As promised, here is my php script to automatically convert a IPB2 database to utf8.
It does not use IPB2-style queries, but seems to work for me, converting most of my iso-8859-7 database to utf8.
However, it still fails in a few cases, which I have to investigate in the next days.
The reason is probably (as I noticed) that there is some binary content within some text fields (??),
which I can only guess are either already utf8-encoded chars, or I don't know what.
I will have to write to a file the specific cases where txt_convert_charsets fails, to find out what really happened.
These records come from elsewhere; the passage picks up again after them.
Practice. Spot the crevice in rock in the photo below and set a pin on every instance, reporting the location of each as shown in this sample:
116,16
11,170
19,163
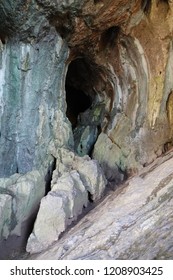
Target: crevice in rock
77,102
87,94
146,6
90,197
48,177
109,37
As I also explain inside the file, in my case, default charset for remote and local database was utf8 but the database had latin1 charset, latin1_swedish_ci collation and IPB charset was set to 'iso-8859-7'.
Hence it was also erroneously displayed in phpmyadmin.
When I got my local sql backup, the content was really utf8-encoded latin1 chars (I couldn't get anything better from backup/phpmyadmin)!
I then changed all the "CREATE TABLE" and "SET character_set_client" commands from latin1 to utf8, trying to do
ABSOLUTELY NO modification to the content of the database, before running the attached script.
- Serialization is handled quite nicely I think, with a command I found to change the string lengths (without unserializing).
- It is fully automatic - it will examine your database and convert only "char varchar text enum set tinytext mediumtext longtext" fileds.
- Skips fields to be converted if they are a primary key. Any ideas on how to convert these? (small problem-I guess they do not contain utf8 strings).
- Skips conversion if the table does not have a primary key (odd but there existed such tables in my IPB2 database-not any important ones of course).
To run it, just place it at your IPB home directory, and change the database connection details and your source charset.
You can optionally convert html entities after utf8 conversion:it worked for me, but it was the opposite of what bfarber says in the above post: html_entity_decode( $out, ENT_NOQUOTES, "utf-8" ) worked fine (php5.2.6, mysql 5.0, windows xp) while mb_convert_encoding($out, 'utf-8', 'HTML-ENTITIES') failed-I really don't know why!
Feel free to try it, and to correct/improve it if possible, so that at the end we all manage to convert our databases to utf8! ipb2_utf8_convert.php
VERY IMPORTANT: ONLY USE THIS FOR EXPERIMENTATION AND ONLY USING A LOCAL COPY!